Document the OSDI (Ocular Surface Disease Index) score at baseline and at 3-month intervals to track response. A change of 7.0 points or more on the OSDI is considered clinically meaningful per the original validation study [17].

Frequently asked questions

What causes dry eyes?
Dry eyes result from insufficient tear production (aqueous deficiency), excessive tear evaporation (meibomian gland dysfunction), or both. Common triggers include aging, hormonal changes after menopause, autoimmune conditions like Sjögren syndrome, medications with anticholinergic activity, prolonged screen use, low-humidity environments, and contact lens wear.
How is dry eye disease diagnosed?
Diagnosis combines symptom questionnaires (OSDI score), Schirmer test for tear volume, tear break-up time for film stability, and ocular surface staining with fluorescein or lissamine green. Tear osmolarity testing and meibography provide additional data to classify the DED subtype and severity.
When should I worry about dry eyes?
Seek prompt evaluation if dryness is sudden, severe, or unilateral; if you also have dry mouth and joint pain (possible Sjögren syndrome); if vision is progressively blurring despite treatment; or if you see a white spot on the cornea, which may indicate an ulcer.
Can antihistamines cause dry eyes?
Yes. First-generation antihistamines like diphenhydramine block muscarinic receptors on the lacrimal gland, reducing aqueous tear production. Second-generation agents (cetirizine, loratadine) have weaker but still measurable drying effects, especially at higher doses or with long-term use.
What is the best prescription eye drop for dry eyes?
No single drop is best for every patient. Cyclosporine (Restasis, Cequa) and lifitegrast (Xiidra) target ocular surface inflammation. Varenicline nasal spray (Tyrvaya) stimulates natural tear production. Perfluorohexyloctane (Miebo) reduces evaporation. The choice depends on whether your DED is aqueous-deficient, evaporative, or mixed.

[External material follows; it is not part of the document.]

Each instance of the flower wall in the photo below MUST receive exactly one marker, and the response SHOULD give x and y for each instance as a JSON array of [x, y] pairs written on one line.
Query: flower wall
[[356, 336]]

How long do prescription dry eye drops take to work?
Most patients need 3 to 6 months of consistent twice-daily use of cyclosporine or lifitegrast before reaching full benefit. Varenicline nasal spray works faster, with measurable Schirmer score improvements seen at 4 weeks in the ONSET-2 trial.
Does isotretinoin permanently damage the eyes?
Isotretinoin can cause meibomian gland atrophy that persists after treatment ends. Prospective studies show 26% meibomian gland dropout after six months of therapy. While some recovery occurs, patients with severe baseline gland loss may have long-term dry eye symptoms.
Are omega-3 supplements effective for dry eyes?
The DREAM Study (N=535), published in the New England Journal of Medicine in 2018, found that 3,000 mg daily of EPA plus DHA did not significantly improve dry eye symptoms compared with olive oil placebo over 12 months. Omega-3 supplements are no longer recommended as a primary dry eye treatment.
Can dry eyes cause blurry vision?
Yes. The tear film is the first refractive surface of the eye. When it breaks up irregularly between blinks, it scatters light and causes transient visual blur. This typically clears momentarily after a complete blink. Persistent blur despite blinking warrants an ophthalmology evaluation.
What is the difference between Restasis and Xiidra?
Restasis (cyclosporine) inhibits T-cell activation via calcineurin blockade. Xiidra (lifitegrast) blocks the LFA-1/ICAM-1 pathway that recruits inflammatory cells. Restasis tends to improve tear production (Schirmer scores) more reliably, while Xiidra often shows faster symptom relief on patient-reported outcomes.
Do screen habits affect dry eyes?
Blink rate drops from a normal 15 to 20 blinks per minute to as few as 3 to 4 during concentrated screen use. This dramatically increases tear evaporation. The 20-20-20 rule (every 20 minutes, look 20 feet away for 20 seconds) helps, but does not fully compensate for reduced blink completeness.
Can I use artificial tears with prescription drops?
Yes. Preservative-free artificial tears can be used alongside cyclosporine, lifitegrast, or varenicline. Space them at least 5 to 10 minutes apart so each drop has time to absorb. Artificial tears provide immediate comfort while prescription agents address the underlying inflammation or production deficit.